Pasta Alla Crudaiola

by Editorial Staff

Summary

Prep Time 25 mins
Total Time 25 mins
Course Salad
Cuisine European
Servings (Default: 4)

Ingredients

  • 400 g penne
  • 400 g tomato (s) (cocktail tomatoes)
  • 1 bunch basil
  • 1 spring onion (s)
  • 1 packet mozzarella (buffalo mozzarella)
  • 100 g cheese (pecorino or parmesan), freshly rated
  • 2 cloves garlic)
  • olive oil
  • salt and pepper
  • pine nuts
Pasta Alla Crudaiola
Pasta Alla Crudaiola

Instructions

  1. Cook the pasta until al dente according to the instructions on the packet.
  2. In the meantime, wash the tomatoes and dice them together with the mozzarella.

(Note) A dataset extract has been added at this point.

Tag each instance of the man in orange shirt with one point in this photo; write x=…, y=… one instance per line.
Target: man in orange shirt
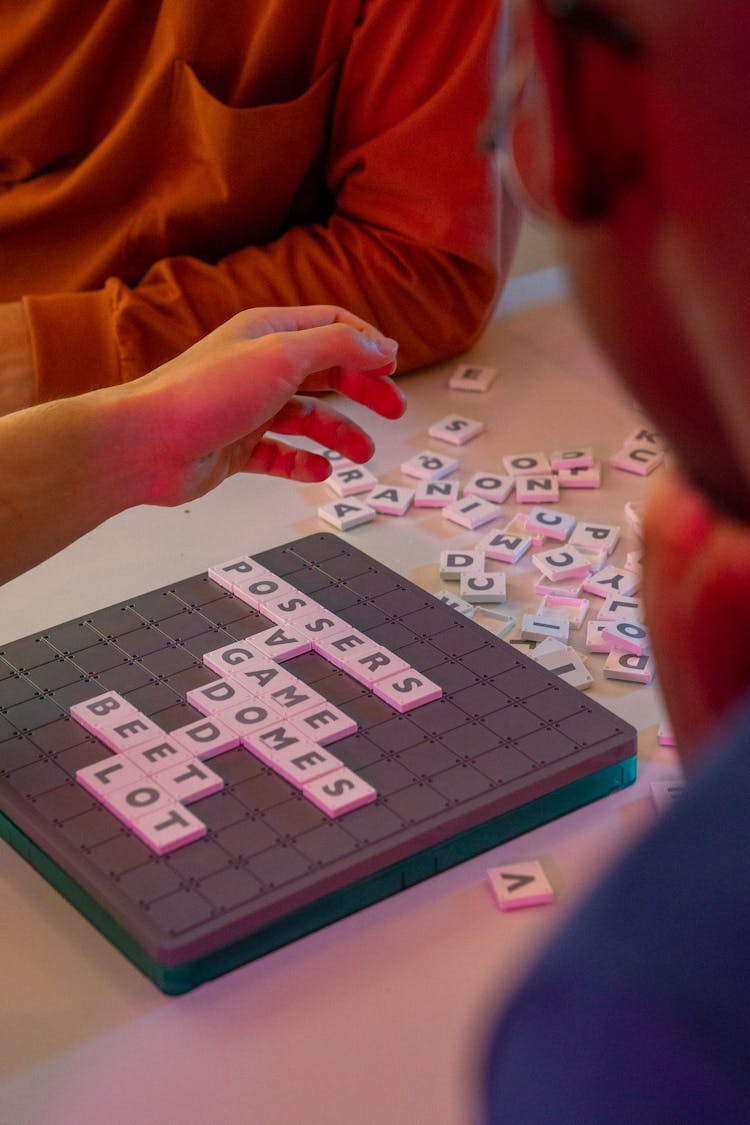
x=164, y=165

Pluck the basil into small pieces. Peel the onion and garlic, chop finely and mix in. Pour olive oil over the whole thing. Then salt and pepper. Then mix and let it steep.
  3. As soon as the pasta is al dente, drain and drain briefly - it shouldn`t be too wet!
  4. Add to the salad while it is still hot. Sprinkle with the grated pecorino cheese and mix well. Season if necessary and sprinkle pine nuts on top to taste.
  5. The whole thing is eaten lukewarm or cold.
  6. Tip: I like to add capers and black olives. You can also add Parma ham instead of the mozzarella.
  7. In Italy, this is a popular summer meal.